Изменить стиль страницы

Это показалось мне тюремным приговором. И все же, если основная причина, по которой я остался в странном мире, во мне больше не нуждалась, я не собирался унижаться и льнуть к ней, несмотря ни на что. У меня тоже была гордость.

Как долго я смогу выносить существование во Флориде после того, как мне довелось пожить жизнью странных людей? Я теперь и сам был далеко не таким обычным, как прежде. Или, если я всегда был странным, теперь я точно об этом знал. В любом случае я изменился. И уже одно это вселяло в меня надежду. Я не сомневался в том, что даже в самых обычных обстоятельствах смогу найти способ жить необычной жизнью.

Да, лучше всего было уехать.
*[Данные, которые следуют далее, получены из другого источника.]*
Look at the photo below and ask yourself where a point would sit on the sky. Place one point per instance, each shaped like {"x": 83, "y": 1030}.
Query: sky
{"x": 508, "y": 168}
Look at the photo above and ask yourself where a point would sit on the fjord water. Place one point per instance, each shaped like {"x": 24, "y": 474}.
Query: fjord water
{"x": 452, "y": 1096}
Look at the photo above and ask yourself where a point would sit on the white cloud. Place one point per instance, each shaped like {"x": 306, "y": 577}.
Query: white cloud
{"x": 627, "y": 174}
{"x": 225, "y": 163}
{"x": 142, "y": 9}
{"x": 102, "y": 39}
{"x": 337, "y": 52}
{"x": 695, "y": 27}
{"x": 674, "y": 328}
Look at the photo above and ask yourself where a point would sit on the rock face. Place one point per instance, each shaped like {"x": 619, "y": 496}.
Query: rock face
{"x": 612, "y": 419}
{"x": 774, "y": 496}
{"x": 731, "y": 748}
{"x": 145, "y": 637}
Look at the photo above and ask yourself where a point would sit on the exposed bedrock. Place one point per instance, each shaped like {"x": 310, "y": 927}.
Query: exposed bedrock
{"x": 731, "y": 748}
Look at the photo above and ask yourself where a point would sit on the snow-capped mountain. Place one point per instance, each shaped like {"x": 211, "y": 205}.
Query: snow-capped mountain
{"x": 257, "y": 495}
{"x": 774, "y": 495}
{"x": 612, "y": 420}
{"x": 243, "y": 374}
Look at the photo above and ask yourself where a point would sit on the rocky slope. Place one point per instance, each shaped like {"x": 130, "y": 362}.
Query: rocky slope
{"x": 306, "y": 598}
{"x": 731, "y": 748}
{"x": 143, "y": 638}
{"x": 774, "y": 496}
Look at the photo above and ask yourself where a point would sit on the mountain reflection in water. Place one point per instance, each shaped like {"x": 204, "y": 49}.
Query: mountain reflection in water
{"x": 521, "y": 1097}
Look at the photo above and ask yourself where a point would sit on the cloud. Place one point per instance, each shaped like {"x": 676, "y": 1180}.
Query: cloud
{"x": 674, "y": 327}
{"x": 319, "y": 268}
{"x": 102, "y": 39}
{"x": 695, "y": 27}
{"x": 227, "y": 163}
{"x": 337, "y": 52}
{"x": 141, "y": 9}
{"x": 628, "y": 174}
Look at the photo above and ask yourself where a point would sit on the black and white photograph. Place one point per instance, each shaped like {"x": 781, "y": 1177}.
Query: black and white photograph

Так действительно было бы лучше для всех. Я говорил себе: если этот мир умирает и это уже не исправить, то что буду делать здесь я? Прятаться, пока на земле не исчезнут все безопасные места и петли, способные поддерживать искусственную молодость моих друзей? Мне предстояло наблюдать за их смертями. Держать в объятиях рассыпающуюся в прах Эмму.

Это могло убить меня быстрее любой пустоты.

Итак, я решил уйти. Спасти то, что еще оставалось от моей прежней жизни. До свидания, странные люди. До свидания, странный мир.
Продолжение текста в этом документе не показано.